Le Washington Post rapporte dans un article du 24 août que le directeur de la CIA, William Burns, aurait eu un entretien confidentiel le 23 août à Kaboul avec le mollah Abdul Ghani Baradar, vice-commandeur des croyants de l'Émirat islamique d'Afghanistan qui dirigeait auparavant le bureau politique des Taliban au Qatar. Il s'agirait de la plus haute rencontre à ce niveau entre les Etats-Unis et le régime fondamentaliste depuis son retour au pouvoir.

Le Washington Post n'a pas révélé la teneur des discussions entre le chef Taliban et le patron de la CIA mais il est probable qu'elles aient tourné autour du délai des évacuations depuis l'aéroport de la capitale afghane, où des milliers de personnes veulent fuir le retour au pouvoir des Taliban.

L'agence Reuters a également confirmé l'information en évoquant un responsable étasunien et une source proche des activités du gouvernement. Tous deux auraient parlé sous couvert d'anonymat. Un représentant de la CIA a toutefois déclaré que l'agence ne ferait aucun commentaire. La Maison Blanche n'a pas souhaité non plus répondre aux sollicitations de la part de Reuters.

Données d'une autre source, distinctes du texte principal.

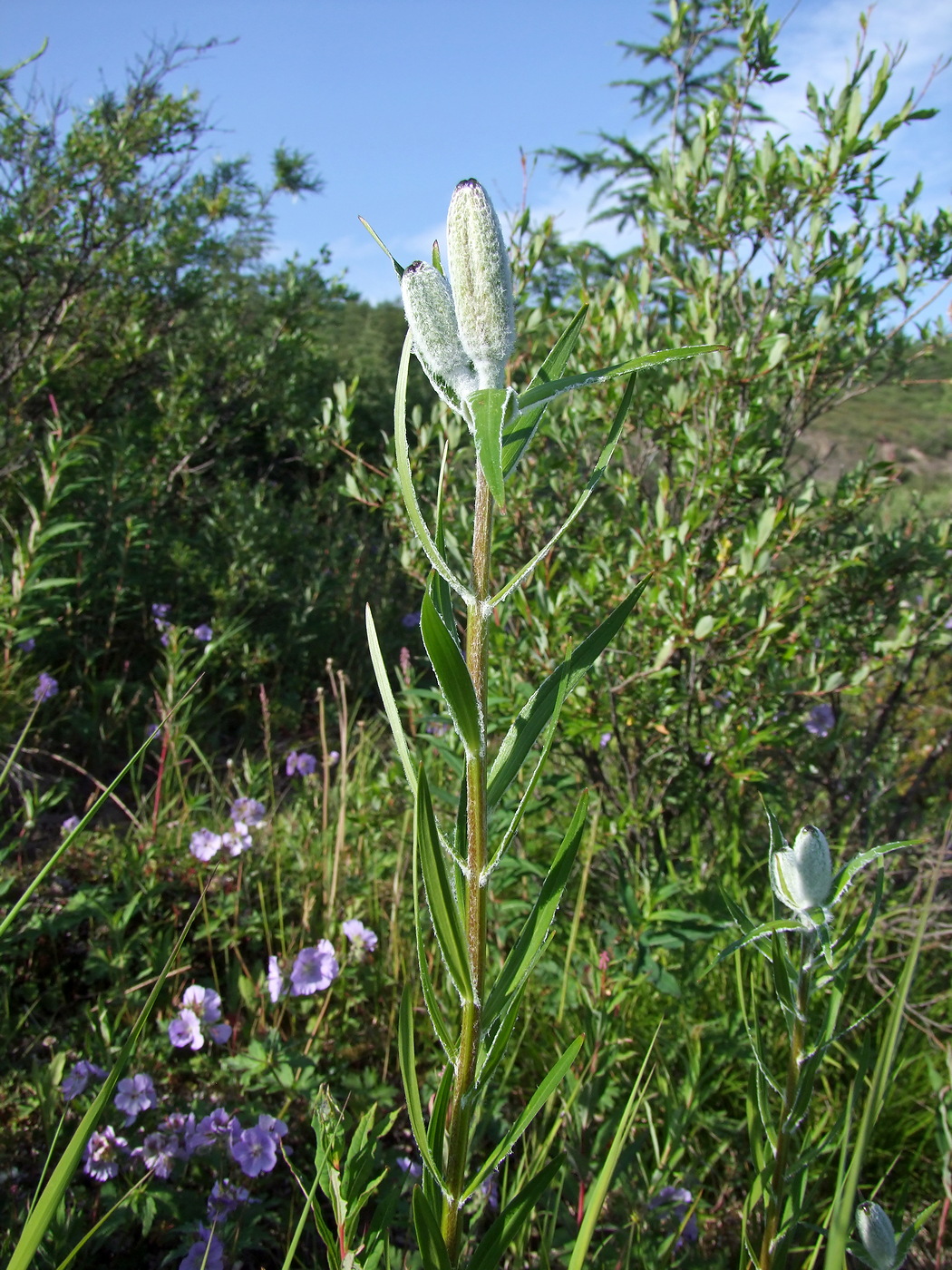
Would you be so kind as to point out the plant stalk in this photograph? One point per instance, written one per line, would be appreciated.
(460, 1113)
(784, 1130)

L'agence a cependant également rapporté dans l'après-midi du 24 août que le porte-parole des Taliban n'était pas au courant d'une telle rencontre.

Une rencontre qui illustre la crise traversée par l'administration Biden ?

La décision du président étasunien Joe Biden de dépêcher à Kaboul William Burns – souvent présenté comme un diplomate expérimenté – témoignerait de la gravité de la crise pour son administration. Les images des évacuations précipitées à l'aéroport international de Kaboul ont largement fait le tour du monde depuis la reprise de la ville par les Taliban.

Les Taliban avaient par ailleurs averti qu'ils ne toléreraient plus ces opérations d'évacuation au-delà du 31 août. La France a cependant estimé qu'un délai supplémentaire serait nécessaire, position exprimée par la voix de son ministre des Affaires étrangères le 22 août.

Un sommet virtuel du G7 doit faire le point le 24 août sur les évacuations.